俺が使えるマッチ程度の火をつける魔法って、煙草を吸わない俺にとってはこうやって誰かの煙草に火をつけることくらいしか役目がないんじゃないか……? 魔法石で夜の灯りとかも整備されつつあるこの世界では、蝋燭に火を点すこともあまりない。人の煙草に火をつけるしか能がない能力ってなんだよ。ホストを目指せとでも言うのか。"ホストが異世界で亜人ハーレムを作っちゃいました"っていうタイトルでラノベでも作るか。
「………………、直接火を当てるんじゃないぞ、なるべく遠めに当ててくれ。風味が焦げて不味くなる」
「あーやだやだ。煙草吸う男はモテないぞ」
「、煙草ではない葉巻だ。別にモテようとは思っていないが、そんな話聞いたことないぞ」
おっと。流石にまだこの世界では禁煙の風潮なんてないか。ま、する必要もないのだけれど。まだそんなに発展しておらず道楽が少ないこの世界じゃ、酒、煙草、女っていうのはおそらく一般的な嗜みだ。
前の世界では禁煙禁煙うるさかったな。でも俺がまだ東の島国の病院で生まれたくらいの頃は、電車の中でも学校の職員室でも天井近くに少し身体に悪そうな匂いを発した雲が発生するという奇々怪々な都市伝説があったそうな。驚くべきことに、病院の待合室や映画館、飛行機の中でまで吸えたという話を聞いたことがある。
そんな時代もあったんだ。他人に迷惑をかけないのであれば思う存分吸うがいいさ。迷惑をかけないのであれば、な。
「折角だからちゃんと教えておいてやろう。煙草の依存性はコーヒーに含まれるカフェインやアルコールよりも高いんだ。しかも煙に含まれるタールには発癌性物質も含まれている。自分の身体に悪いだけではないぞ。煙草の先から出ている煙は非喫煙者にとっても害になるんだ。俺が旅の最中に肺を悪くしたらお前に四六時中介護してもらうから覚悟しろよ?」
「…………、お前は一体いくつなんだ。本当は30歳くらいなんじゃないのか」
「惜しいな。32歳だ」
アンドリューは何故か口から吐き出そうとしたものを口内に留めていた。行き場をなくした煙は奴の身体の隙間から漏れ始め、節々から舞い上がり始める。おおすげえ。本当に蒸気機関のロボットみたいだ。
体中から煙草の煙が出るロボットなんて絶対乗りたくないけど。操縦席に灰皿とかついてそう。もしこの世界でロボットに乗る機会があったとしてもお一人様で尚且つ禁煙席を希望します。ミ〇ノ風ドリア一つ。あとドリンクバーで。
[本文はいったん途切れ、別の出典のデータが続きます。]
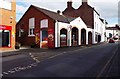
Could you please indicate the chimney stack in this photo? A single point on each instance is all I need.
(84, 1)
(69, 4)
(58, 11)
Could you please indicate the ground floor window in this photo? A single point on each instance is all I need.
(5, 38)
(44, 39)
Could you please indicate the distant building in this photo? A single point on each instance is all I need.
(47, 29)
(7, 24)
(113, 32)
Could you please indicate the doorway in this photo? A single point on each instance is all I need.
(63, 37)
(74, 36)
(83, 37)
(90, 38)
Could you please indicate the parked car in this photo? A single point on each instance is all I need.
(111, 40)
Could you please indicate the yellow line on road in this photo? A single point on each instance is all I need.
(99, 75)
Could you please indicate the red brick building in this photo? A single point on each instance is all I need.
(37, 26)
(85, 11)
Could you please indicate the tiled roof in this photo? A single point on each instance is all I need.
(52, 15)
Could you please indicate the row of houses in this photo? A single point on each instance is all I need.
(47, 29)
(72, 27)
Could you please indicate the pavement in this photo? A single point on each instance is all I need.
(82, 61)
(38, 50)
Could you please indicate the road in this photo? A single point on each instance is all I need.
(96, 61)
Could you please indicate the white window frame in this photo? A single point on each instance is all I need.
(31, 26)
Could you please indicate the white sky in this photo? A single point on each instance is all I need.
(108, 9)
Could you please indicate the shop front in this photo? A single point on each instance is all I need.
(5, 36)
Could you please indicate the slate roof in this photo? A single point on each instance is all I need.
(52, 15)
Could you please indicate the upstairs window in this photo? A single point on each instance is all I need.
(44, 23)
(31, 26)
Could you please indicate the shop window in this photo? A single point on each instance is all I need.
(4, 38)
(44, 23)
(31, 26)
(44, 35)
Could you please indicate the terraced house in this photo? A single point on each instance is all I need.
(7, 24)
(47, 29)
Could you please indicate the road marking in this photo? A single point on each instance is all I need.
(99, 75)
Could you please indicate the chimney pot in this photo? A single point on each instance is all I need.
(69, 4)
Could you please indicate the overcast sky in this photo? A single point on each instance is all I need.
(108, 9)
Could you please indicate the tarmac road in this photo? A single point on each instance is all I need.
(96, 61)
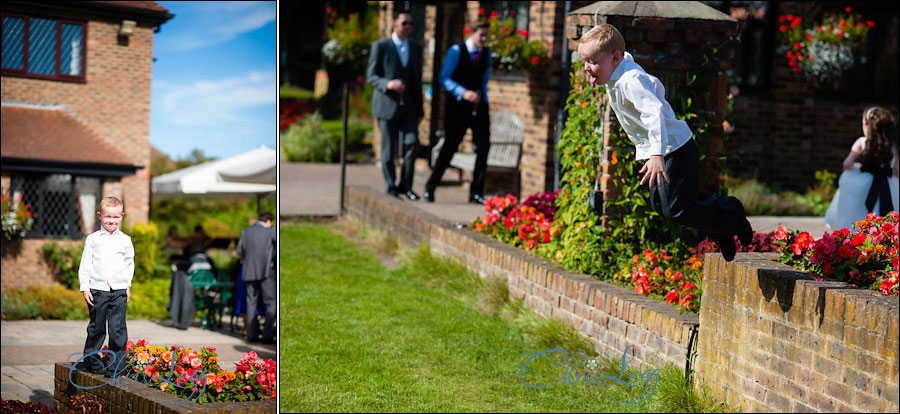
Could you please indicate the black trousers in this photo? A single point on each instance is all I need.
(403, 127)
(266, 289)
(109, 308)
(459, 119)
(680, 200)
「……、冗談だろうが、オレにはお前が子供には思えんよ」
「大人っぽいって? あんまり褒めるなよ。それとも口説いてるのか? ごめんなさい、わたし煙草を吸う男の人は無理なの……」
「……、煙草ではなく葉巻だ。それに俺はゲイではなくノーマルだ」
「あえて言うなよ。わかってるわ。逆に怖いわ」
少しまばらになってきた酒場。ハムリンとココは端の方の席に腰掛けていた。もう目から出血しているようには見えないな。その代わり手が血だらけになっている。洗えよ。手だけ血まみれって色々連想出来て怖いんだよ。
「上手くいったようだな、愛する人」
「そうだな。まあ、試合は延期になって、勝負は決着つかず、って感じだったけど」
試合に負けても勝負には勝つ、が俺のモットーだったんだが。中々上手くいかないもんだ。でも今回に限ってはこれはこれで良かった気がする。アンドリューがどう思ってるかはしらないが。
「ふふ。それも狙いの一つだったんだろう?」
「まあな。もう目は大丈夫か?」
「ああ。問題ない」
「問題なくはないでしょハンニバルさん! リッカ君聞いてよ! 血を拭きもしないからさっきまでガルディアさんが大騒ぎしてたんだから!」
「待っていれば止まると言っているのに、いつまでも右往左往するガルディアが馬鹿なだけだ」
あらあら。ガルディアお父さん可哀想に。報われないな。
「……、"上手くいった"? お前達、まさか何か仕組んでいたのか?」
「だとしたらどうだと言うんだ? まさか自分の責任を愛する人に放り投げたことに目を背け、私達を非難する気か? いいご身分だなスクラップ」
オブラートに包むとかそういうことを一切考えないハムリンさんマジかっけーっす。アンドリューがまた何も言えずに口ごもっているじゃないか。言うべきことを言うのは大事だけど言い方も大事なんだぞハムリン。俺にはできないことだから正直尊敬できる部分でもあるけど。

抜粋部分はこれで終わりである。